In one embodiment, the disclosure includes isolated nucleic acid molecules that selectively hybridize under stringent conditions to one of the SNPs identified in Tables 2 and/or 5 and/or Table 7. A further embodiment includes an isolated nucleic acid molecule that selectively hybridizes to a nucleic acid comprising a SNP allele or its complement. The phrase “specifically hybridizes to a SNP allele or its complement” means that under the same conditions, the isolated nucleic acid sequence will preferentially hybridize to one of the SNPs alleles or its complement, as compared to the other allele. The term “hybridize” refers to the sequence specific non-covalent binding interaction with a complementary nucleic acid. In a preferred embodiment, the hybridization is under high stringency conditions.
The present disclosure will now be further described by way of example and with reference to the Figures, which show:
Nile Tilapia Population
The population sample used in this study belong to a GIFT Nile tilapia breeding program which has been selected for growth rate for 15 generations. The breeding nucleus is based in Jittra, Malaysia and is managed by WorldFish. This population sample consisted of 124 nuclear families, produced by crossing 124 dams and 115 sires. Pedigree data for these fish included records of approximately 86,000 fish. Each fish from the current generation was tagged using a Passive-Integrated Transponder (PIT tag) at an average weight of 4.97 g, which corresponded to an average age of 110.5 days. At typical harvest weight, fish were transferred to a single pond where a natural TiLV outbreak was observed.
Natural Field Outbreak
After transfer of the fish to the single pond, a natural field outbreak of TiLV was observed (in February 2018). Mortalities were collected and sampled daily, and once the mortality levels had returned to baseline all remaining fish in the pond were euthanized (using 400 mg/i clove oil) and sampled.

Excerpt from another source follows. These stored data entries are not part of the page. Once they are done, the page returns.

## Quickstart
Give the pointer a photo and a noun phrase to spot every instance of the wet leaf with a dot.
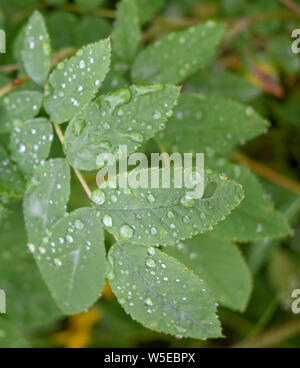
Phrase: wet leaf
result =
(162, 294)
(36, 51)
(18, 106)
(212, 125)
(220, 263)
(75, 82)
(30, 144)
(164, 216)
(256, 217)
(45, 200)
(11, 180)
(129, 116)
(73, 261)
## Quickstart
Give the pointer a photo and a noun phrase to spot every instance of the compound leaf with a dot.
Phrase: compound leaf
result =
(161, 293)
(128, 116)
(18, 106)
(164, 216)
(126, 32)
(73, 261)
(45, 200)
(212, 125)
(177, 55)
(220, 263)
(256, 218)
(30, 143)
(74, 82)
(36, 51)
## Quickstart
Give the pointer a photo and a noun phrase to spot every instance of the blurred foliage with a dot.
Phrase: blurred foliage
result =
(254, 65)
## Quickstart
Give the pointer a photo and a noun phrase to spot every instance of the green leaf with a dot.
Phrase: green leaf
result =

A total of 1,821 fish were classified as survivors or mortalities, and phenotypic sex was identified for all fish. On average, each full sibling family included 14 fish (which ranged from 2 to 21). Clinical signs of TiLV were observed throughout the outbreak, and a qPCR assay was performed to identify the presence of TiLV in the spleen of 39 fish. A sample of mortalities were randomly selected to also perform necropsy assays to further confirm TiLV as the cause of the mortalities. A caudal fin sample was taken from survivors and mortalities, kept in 95% ethanol, and stored at −80° C. until further analysis.
TILV Resistance Phenotype
Host resistance to TiLV was defined as binary survival (BS) (i.e. dead/alive at the end of the natural field outbreak) and as time to death (TD). In case of BS, the survivors and mortalities were treated as 0 and 1, respectively. Resistance as TD was treated as a continuous trait, with values ranging from 1 (day of the first observed mortality) to 18 or 19 conditional on the sampling day (this corresponded to the dates at which the mortalities had returned to baseline and the remaining fish in the pond were euthanized).
Genotyping
Total DNA from fin clips of 1,325 fish, including 195 parents and 1,130 offspring, was extracted by using a modified salt-extraction protocol proposed by Aljanabi and Martinez, (1997), with modifications as described on Taslima et al., (2016). The extracted DNA was genotyped using an Axiom® SNP array developed by our team which contains ˜65 K SNP markers dispersed throughout the genome of Nile tilapia (Penaloza et al. 2020). The genotyping was performed by Identigen (Dublin, Ireland). The raw data from the genotyping (CEL files) were imported to the Axiom analysis Suite v 4.0.3.3 software for genotype calling and quality control (QC). A total of 47 samples with a dish quality control (DQC) and quality control call rate (QC CR)<0.82 and <0.93, respectively, were excluded for subsequent analyses. Thus, 187 parents (96%) and 1,091 offspring (97%) passes the affymertix quality control. Regarding the number of SNPs, 54 K (78%) were identified as with PolyHighResolution and were considered for further analyses. Subsequently, a second QC step was applied using Plink v 1.09 (Purcell et al., 2007). With an average call rate of 99%, all fish surpassed the genotype call rate (>0.95). The SNPs with a minor allele frequency (MAF)<0.05, call rate <0.95 and with significant deviation from Hardy-Weinberg Equilibrium (HWE) (p<1×10−6) were excluded from further analyses. Thus, 94% of the SNPs (50,710 out 53,811) passed all the QCs, with most of them being removed due low MAF (˜2 K SNPs). Furthermore, using trio information, the resulting data set was tested for putative Mendelian errors in any fish and SNPs. Thus, a total of 217 fish and 3 K SNPs were excluded for subsequent analyses due a Mendelian error rate >5%. Finally, the remaining data set comprises 1,061 fish and 47, 915 SNPs. The former includes data from 950 offspring and 111 parents. Because phenotypic data from the TiLV field outbreak was measured only on the offspring, the genomic data of these individuals were used for the genome-wide association study.
Imputation Analysis
Illumina paired-end whole genome sequencing (WGS) was performed on 126 fish belonging to generation 15th (G15) from WorldFish at approximately 15-fold coverage on average. These fish are the parents of the animals collected after the natural outbreak of TiLV. The reads generated after the sequencing step were mapped to the Nile tilapia reference genome (GCA_001858054.3), followed by a variant calling analysis by using BCFtool. Once Indels and monomorphic SNPs were removed, a total of 16,286,750 bi-allelic SNPs were obtained. Then, a second quality control step was performed. Thus, we retained the markers that meet the following criteria for the further analyses: i) an average read depth >=2000 and <=3500, ii) mapping quality >30, iii) quality score >30 and iv) must be anchorage to chromosomes, remaining a total of 7,271,637 SNPs.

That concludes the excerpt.